Network Security Internet Technology Development Database Servers Mobile Phone Android Software Apple Software Computer Software News IT Information

In addition to Weibo, there is also WeChat

Please pay attention

WeChat public account

Shulou

How to use SQL and Python to query the flow of people respectively

2025-01-23 Update From: SLTechnology News&Howtos shulou NAV: SLTechnology News&Howtos > Database >

Share

Shulou(Shulou.com)05/31 Report--

This article mainly explains "how to use SQL and Python to achieve human flow query", the content of the article is simple and clear, easy to learn and understand, the following please follow the editor's ideas slowly in depth, together to study and learn "how to use SQL and Python respectively to achieve human flow query" bar!

Case introduction

The case comes from LeetCode, which is a common requirement in time series data.
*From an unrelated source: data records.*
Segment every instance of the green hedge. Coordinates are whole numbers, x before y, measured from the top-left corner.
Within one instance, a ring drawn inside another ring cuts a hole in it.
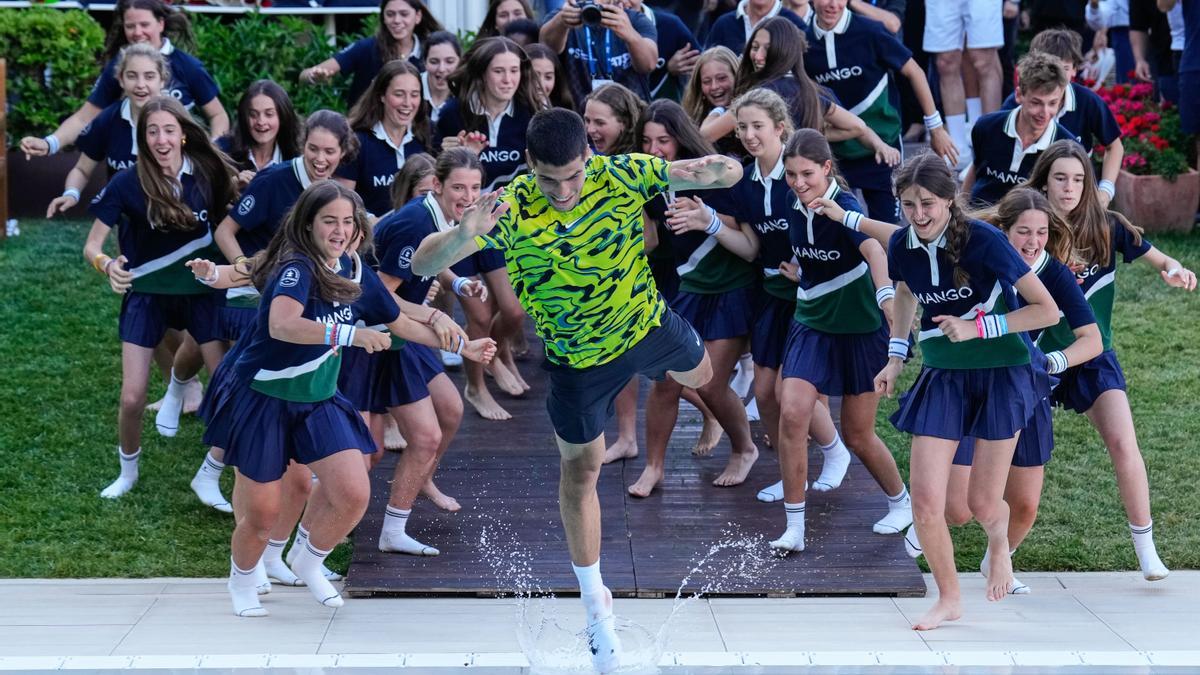
[[[324,31],[295,16],[189,14],[199,58],[221,87],[230,119],[246,87],[261,78],[283,85],[298,112],[345,110],[349,78],[326,86],[299,83],[300,71],[375,30],[366,15],[360,29],[330,45]],[[23,136],[50,133],[87,99],[100,74],[104,30],[86,12],[46,8],[0,10],[0,57],[8,60],[8,147]]]
[[[8,145],[54,130],[87,99],[100,74],[104,30],[85,12],[0,10],[8,63]]]

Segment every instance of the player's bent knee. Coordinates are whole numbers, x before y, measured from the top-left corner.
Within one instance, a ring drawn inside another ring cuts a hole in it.
[[[705,352],[704,358],[700,360],[700,365],[696,366],[695,368],[682,373],[672,370],[668,371],[667,374],[671,376],[671,379],[685,387],[699,389],[708,384],[709,380],[712,379],[712,361],[710,361],[708,358],[708,352]]]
The daily passenger flow information of a city gymnasium is recorded in three columns of information in the stadium table: serial number (id), date (visit_date) and passenger flow (people). Find out at least three consecutive rows of records of not less than 100 people flow.

Train of thought analysis

The simplest idea is certainly to do three Cartesian product joins on the stadium table, but this approach is not desirable when there is a large amount of data, and it is not generalized (for example, the requirement is changed to at least ten consecutive rows). Ali's programming specification, which forbids connections of more than three meters, is also circulating on the Internet.

In short, this kind of thinking is not what we should take, we need to find other ideas.
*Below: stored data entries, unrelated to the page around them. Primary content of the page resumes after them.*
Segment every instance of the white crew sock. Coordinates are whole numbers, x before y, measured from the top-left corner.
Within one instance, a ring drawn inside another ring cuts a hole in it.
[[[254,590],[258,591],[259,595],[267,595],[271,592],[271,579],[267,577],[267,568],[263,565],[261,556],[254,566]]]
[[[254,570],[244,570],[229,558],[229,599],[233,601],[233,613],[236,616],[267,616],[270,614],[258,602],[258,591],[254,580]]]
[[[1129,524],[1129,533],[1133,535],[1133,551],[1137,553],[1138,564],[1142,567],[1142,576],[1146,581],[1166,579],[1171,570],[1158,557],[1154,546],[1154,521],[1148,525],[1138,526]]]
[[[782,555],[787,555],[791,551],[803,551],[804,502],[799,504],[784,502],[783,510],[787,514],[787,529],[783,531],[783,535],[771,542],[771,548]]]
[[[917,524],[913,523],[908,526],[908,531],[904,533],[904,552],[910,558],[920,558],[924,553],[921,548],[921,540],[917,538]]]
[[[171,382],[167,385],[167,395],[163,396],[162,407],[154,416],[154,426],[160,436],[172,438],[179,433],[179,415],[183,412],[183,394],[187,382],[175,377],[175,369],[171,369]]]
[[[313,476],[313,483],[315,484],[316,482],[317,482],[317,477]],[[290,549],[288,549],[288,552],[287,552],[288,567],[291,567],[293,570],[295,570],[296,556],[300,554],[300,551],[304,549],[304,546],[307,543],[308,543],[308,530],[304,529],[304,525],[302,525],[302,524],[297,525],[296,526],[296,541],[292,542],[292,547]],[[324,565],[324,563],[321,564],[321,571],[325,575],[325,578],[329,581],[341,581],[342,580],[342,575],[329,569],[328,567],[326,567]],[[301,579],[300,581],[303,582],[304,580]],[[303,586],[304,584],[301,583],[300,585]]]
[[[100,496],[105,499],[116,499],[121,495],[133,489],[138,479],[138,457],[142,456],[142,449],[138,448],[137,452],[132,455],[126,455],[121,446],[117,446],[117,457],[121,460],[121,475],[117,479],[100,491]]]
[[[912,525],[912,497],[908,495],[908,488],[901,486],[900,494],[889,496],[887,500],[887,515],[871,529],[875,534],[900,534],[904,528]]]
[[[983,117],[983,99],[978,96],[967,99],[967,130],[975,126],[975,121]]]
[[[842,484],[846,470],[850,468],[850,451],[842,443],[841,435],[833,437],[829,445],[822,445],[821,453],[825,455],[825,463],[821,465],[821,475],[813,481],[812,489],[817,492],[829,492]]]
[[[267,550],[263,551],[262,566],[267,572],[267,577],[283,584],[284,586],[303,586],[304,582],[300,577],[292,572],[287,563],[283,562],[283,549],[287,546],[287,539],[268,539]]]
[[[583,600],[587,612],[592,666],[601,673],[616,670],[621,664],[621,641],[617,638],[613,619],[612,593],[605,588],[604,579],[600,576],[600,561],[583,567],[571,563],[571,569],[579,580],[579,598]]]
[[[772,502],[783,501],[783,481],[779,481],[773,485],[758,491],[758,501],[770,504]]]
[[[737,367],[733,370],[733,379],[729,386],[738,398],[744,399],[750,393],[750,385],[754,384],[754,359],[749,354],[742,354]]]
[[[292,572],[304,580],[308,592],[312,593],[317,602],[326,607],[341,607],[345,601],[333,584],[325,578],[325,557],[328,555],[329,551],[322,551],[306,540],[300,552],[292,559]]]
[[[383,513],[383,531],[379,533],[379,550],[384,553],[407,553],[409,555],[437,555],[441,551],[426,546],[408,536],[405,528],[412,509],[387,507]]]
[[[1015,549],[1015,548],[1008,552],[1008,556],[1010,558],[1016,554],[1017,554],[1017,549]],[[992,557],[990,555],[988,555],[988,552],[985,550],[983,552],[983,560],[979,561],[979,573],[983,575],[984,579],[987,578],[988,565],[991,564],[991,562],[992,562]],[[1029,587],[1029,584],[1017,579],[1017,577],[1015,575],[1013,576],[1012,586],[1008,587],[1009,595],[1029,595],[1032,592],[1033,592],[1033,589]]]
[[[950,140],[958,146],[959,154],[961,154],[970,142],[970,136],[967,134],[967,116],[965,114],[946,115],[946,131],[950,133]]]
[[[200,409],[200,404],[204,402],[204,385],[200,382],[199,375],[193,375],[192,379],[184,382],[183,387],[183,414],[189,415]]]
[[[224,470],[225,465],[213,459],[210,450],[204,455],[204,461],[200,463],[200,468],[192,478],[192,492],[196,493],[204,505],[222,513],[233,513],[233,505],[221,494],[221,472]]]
(1) Construction of arithmetic sequence

From the figure above, we can find a rule that the row numbers of the data regions that meet the conditions are equidifference series in both the original table and the result table, and the difference between the two arithmetic sequences is fixed. For example, the difference between series A1 and B1 is 1; the difference between series A2 and B2 is 2.

As long as we ensure that the difference of the difference series of each region is not equal, then we can filter the regions that meet the criteria by screening the number of times the difference occurs. For example, if the difference 2 appears four times and meets the condition, then the record corresponding to the difference is the data we need.

There are other ways to build the difference in addition to line numbering, and you can think about it.

(2) data slicing

As you can see from the figure, if_true is a secondary column, indicating whether the condition is met, and 1 is True,0 and False. If we want to select the regions that meet the conditions, we can slice the column with 0 to get decimal sequences of different lengths that are all 1, and filter the regions that meet the conditions according to the length of each decimal sequence.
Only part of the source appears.